A Chartrain worthy of the name, therefore, invoked the Virgin by her title as well as her name, and called her Notre-Dame Sainte-Marie, thus paying homage to both her earthly supremacy and her heavenly glory. A few letters addressed to Fulbert by his disciple Hildegaire are touching proof of the place this Lady occupied in the life of a Chartrain man.

Fulbert was delighted to accept the position of treasurer of Saint-Hilaire in Poitiers, where he hoped to find resources for the construction of Chartres cathedral. Around 1204, he delegated Hildegaire to take charge of the treasury. Hildegaire, in faraway Poitiers, soon began to feel homesick, and in a few precise strokes could be seen to diagnose his malaise.
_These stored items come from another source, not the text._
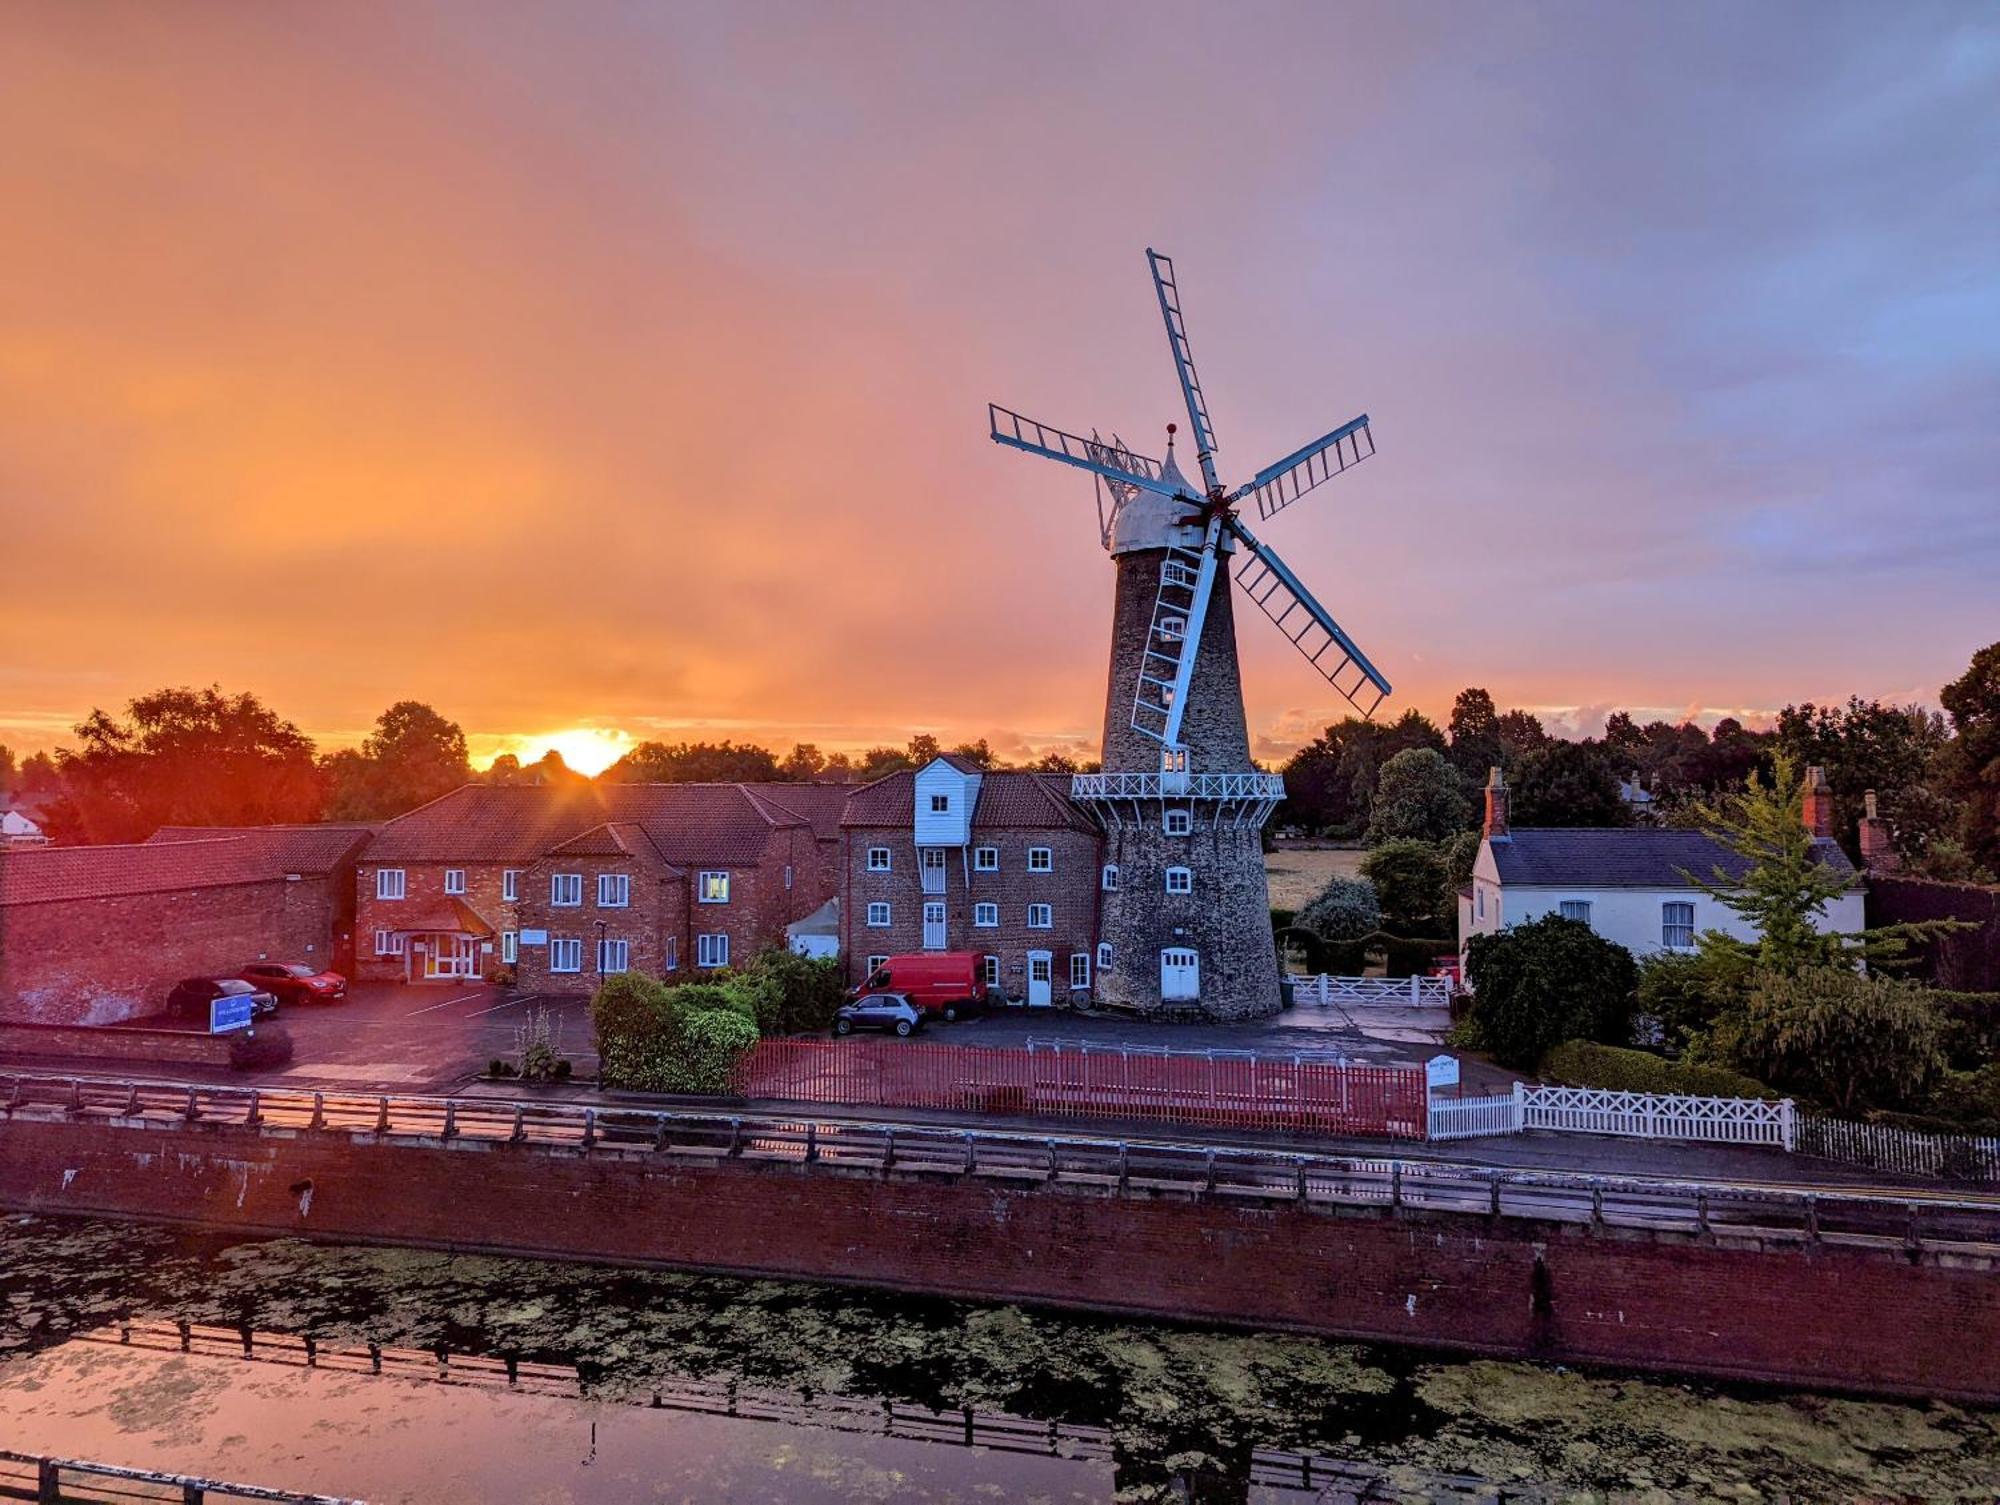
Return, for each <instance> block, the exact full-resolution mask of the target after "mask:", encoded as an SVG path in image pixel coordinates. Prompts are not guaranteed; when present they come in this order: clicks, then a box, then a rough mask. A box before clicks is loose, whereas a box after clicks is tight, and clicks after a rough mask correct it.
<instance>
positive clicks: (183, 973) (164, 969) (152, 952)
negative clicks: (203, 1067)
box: [0, 879, 336, 1025]
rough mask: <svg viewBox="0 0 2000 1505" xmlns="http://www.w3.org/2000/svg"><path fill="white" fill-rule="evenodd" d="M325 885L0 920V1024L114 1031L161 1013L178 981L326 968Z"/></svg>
mask: <svg viewBox="0 0 2000 1505" xmlns="http://www.w3.org/2000/svg"><path fill="white" fill-rule="evenodd" d="M334 909H336V901H334V895H332V893H330V879H300V881H296V883H290V881H284V879H272V881H270V883H242V885H232V887H218V889H184V891H174V893H148V895H120V897H116V899H84V901H70V903H58V905H8V907H4V909H0V1019H18V1021H34V1023H44V1025H112V1023H118V1021H124V1019H140V1017H144V1015H148V1013H154V1011H158V1009H160V1007H162V1005H164V1003H166V993H168V989H172V987H174V983H178V981H180V979H182V977H204V975H218V977H232V975H234V973H236V971H238V969H240V967H242V965H244V963H250V961H258V959H264V957H270V959H278V961H304V963H326V961H328V959H330V947H332V915H334Z"/></svg>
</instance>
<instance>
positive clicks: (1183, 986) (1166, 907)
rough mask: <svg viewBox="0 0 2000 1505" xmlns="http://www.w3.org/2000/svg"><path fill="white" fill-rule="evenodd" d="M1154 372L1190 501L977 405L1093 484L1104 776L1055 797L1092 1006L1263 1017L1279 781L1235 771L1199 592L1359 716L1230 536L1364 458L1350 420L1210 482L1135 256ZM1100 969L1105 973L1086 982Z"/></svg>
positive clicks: (1318, 605) (1202, 413)
mask: <svg viewBox="0 0 2000 1505" xmlns="http://www.w3.org/2000/svg"><path fill="white" fill-rule="evenodd" d="M1146 258H1148V262H1150V264H1152V280H1154V288H1156V292H1158V294H1160V316H1162V318H1164V320H1166V338H1168V344H1170V346H1172V350H1174V368H1176V370H1178V374H1180V390H1182V396H1186V402H1188V428H1190V430H1192V434H1194V458H1196V464H1198V468H1200V474H1202V480H1200V484H1198V486H1196V484H1190V482H1188V480H1186V476H1182V472H1180V468H1178V466H1176V462H1174V438H1172V434H1174V424H1168V448H1166V460H1150V458H1146V456H1144V454H1136V452H1134V450H1132V448H1128V446H1126V444H1124V440H1120V438H1118V436H1116V434H1114V436H1112V438H1110V440H1106V438H1102V436H1098V434H1092V436H1090V438H1082V436H1080V434H1070V432H1064V430H1060V428H1050V426H1046V424H1038V422H1034V420H1032V418H1024V416H1022V414H1018V412H1012V410H1008V408H1000V406H988V418H990V422H992V436H994V440H996V442H1000V444H1012V446H1014V448H1022V450H1028V452H1030V454H1044V456H1048V458H1050V460H1062V462H1064V464H1074V466H1078V468H1082V470H1090V472H1092V474H1094V476H1096V478H1098V522H1100V530H1102V540H1104V546H1106V548H1108V550H1110V554H1112V560H1114V562H1116V566H1118V600H1116V610H1114V616H1112V654H1110V686H1108V692H1106V710H1104V773H1096V775H1078V777H1076V781H1074V787H1072V795H1074V797H1076V799H1078V801H1082V803H1086V805H1090V807H1092V809H1094V811H1096V815H1098V821H1100V823H1102V827H1104V835H1106V849H1108V853H1106V875H1104V895H1102V899H1104V911H1102V913H1104V921H1102V937H1104V943H1106V945H1108V949H1110V951H1108V957H1106V955H1100V967H1098V983H1096V993H1098V999H1100V1001H1102V1003H1112V1005H1126V1007H1132V1009H1138V1011H1140V1013H1162V1011H1166V1013H1178V1011H1190V1013H1192V1011H1196V1009H1198V1011H1200V1013H1204V1015H1208V1017H1214V1019H1246V1017H1252V1015H1264V1013H1272V1011H1276V1009H1278V955H1276V947H1274V945H1272V935H1270V891H1268V887H1266V879H1264V853H1262V837H1260V833H1262V829H1264V823H1266V821H1268V819H1270V813H1272V809H1274V807H1276V803H1278V801H1280V799H1284V781H1282V779H1278V777H1276V775H1266V773H1260V771H1258V769H1256V765H1252V763H1250V736H1248V730H1246V726H1244V702H1242V680H1240V676H1238V666H1236V616H1234V606H1232V600H1230V592H1228V590H1216V576H1218V574H1220V572H1222V570H1226V568H1232V566H1234V574H1236V584H1238V586H1242V590H1244V594H1246V596H1248V598H1250V600H1252V602H1256V606H1258V608H1260V610H1262V612H1264V614H1266V616H1270V620H1272V622H1276V626H1278V630H1280V632H1284V636H1286V638H1290V642H1292V646H1296V648H1298V650H1300V652H1302V654H1304V656H1306V662H1310V664H1312V666H1314V670H1318V674H1320V676H1322V678H1324V680H1326V682H1328V684H1332V686H1334V688H1336V690H1338V692H1340V694H1342V696H1346V698H1348V700H1350V702H1352V704H1354V708H1356V710H1360V712H1362V714H1364V716H1368V714H1374V710H1376V706H1378V704H1380V702H1382V698H1384V696H1386V694H1388V690H1390V686H1388V680H1386V678H1382V674H1380V672H1378V670H1376V666H1374V664H1370V662H1368V656H1366V654H1364V652H1362V650H1360V648H1356V646H1354V642H1352V638H1348V634H1346V632H1344V630H1342V628H1340V624H1338V622H1336V620H1334V618H1332V614H1328V610H1326V608H1324V606H1320V602H1318V600H1314V596H1312V592H1310V590H1306V586H1304V584H1302V582H1300V580H1298V576H1296V574H1292V570H1290V568H1288V566H1286V564H1284V560H1282V558H1278V554H1274V552H1272V550H1270V548H1268V546H1266V544H1262V542H1258V538H1256V536H1254V534H1252V532H1250V528H1248V526H1246V524H1244V520H1242V516H1240V512H1238V506H1242V504H1244V502H1248V500H1254V502H1256V508H1258V520H1260V522H1262V520H1268V518H1270V516H1274V514H1276V512H1280V510H1284V508H1286V506H1290V504H1292V502H1296V500H1298V498H1300V496H1304V494H1306V492H1308V490H1312V488H1314V486H1318V484H1320V482H1322V480H1328V478H1332V476H1336V474H1340V472H1342V470H1346V468H1348V466H1352V464H1358V462H1360V460H1364V458H1368V456H1370V454H1374V438H1372V436H1370V432H1368V416H1366V414H1362V416H1360V418H1354V420H1350V422H1344V424H1342V426H1340V428H1334V430H1332V432H1330V434H1324V436H1320V438H1316V440H1312V442H1310V444H1306V446H1304V448H1300V450H1296V452H1292V454H1288V456H1286V458H1282V460H1278V462H1276V464H1272V466H1266V468H1264V470H1260V472H1258V474H1256V476H1252V478H1250V480H1248V482H1246V484H1242V486H1238V488H1236V490H1228V488H1224V484H1222V480H1220V478H1218V476H1216V436H1214V430H1212V428H1210V424H1208V402H1206V398H1204V396H1202V382H1200V378H1198V376H1196V374H1194V356H1192V352H1190V350H1188V330H1186V324H1184V320H1182V316H1180V292H1178V288H1176V284H1174V264H1172V262H1170V260H1168V258H1166V256H1160V254H1158V252H1152V250H1148V252H1146ZM1106 961H1108V965H1106Z"/></svg>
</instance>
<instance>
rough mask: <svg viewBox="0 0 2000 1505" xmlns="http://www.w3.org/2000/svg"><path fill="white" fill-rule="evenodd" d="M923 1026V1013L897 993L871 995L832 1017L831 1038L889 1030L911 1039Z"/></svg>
mask: <svg viewBox="0 0 2000 1505" xmlns="http://www.w3.org/2000/svg"><path fill="white" fill-rule="evenodd" d="M922 1027H924V1011H922V1009H918V1007H916V1005H914V1003H910V1001H908V999H906V997H902V995H900V993H870V995H868V997H866V999H856V1001H854V1003H848V1005H842V1007H840V1013H836V1015H834V1035H852V1033H854V1031H856V1029H888V1031H894V1033H896V1035H900V1037H902V1039H910V1035H914V1033H916V1031H920V1029H922Z"/></svg>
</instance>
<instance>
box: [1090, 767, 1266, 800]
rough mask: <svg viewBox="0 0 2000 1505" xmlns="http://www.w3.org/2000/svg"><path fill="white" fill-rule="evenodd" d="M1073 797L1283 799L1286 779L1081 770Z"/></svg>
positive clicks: (1102, 799) (1197, 773)
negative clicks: (1089, 771) (1091, 772)
mask: <svg viewBox="0 0 2000 1505" xmlns="http://www.w3.org/2000/svg"><path fill="white" fill-rule="evenodd" d="M1070 799H1074V801H1130V799H1176V801H1178V799H1196V801H1282V799H1284V779H1282V777H1280V775H1274V773H1080V775H1074V777H1072V779H1070Z"/></svg>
He missed Chartres because of Fulbert, he missed it because of the Virgin. « I confess to you that it is very painful for me, who am so uneducated and who need your lessons every day, to have been deprived for so long of your presence and prevented from paying my respects to the Blessed Virgin… If only I were sure that you would soon do the church of Saint-Hilaire the honor of visiting it! This hope would make it bearable for me to remain so far away from your entourage and the service of Notre-Dame ».

A year passed, and Hildegaire returned to the charge. « No, I can endure no more, except that your orders force me to, and my exile, and the too long impotence where I am to render my duties to the Mother of God and to you ».

Finally Fulbert recalled Hildegaire, who wrote to the dean who had temporarily succeeded him in the treasury: « I am so attached to the service of Saint Mary that I cannot remain absent from it without fault and without damage. The eminent Mother of God will plead my case with Saint Hilaire, if I have offended this saint; certainly I would never have preferred a lesser saint to Saint Hilaire. But I had to return to the clientele of the Mother of the Lord, who is justly elevated above all the archangels, I who am her tiny infant ».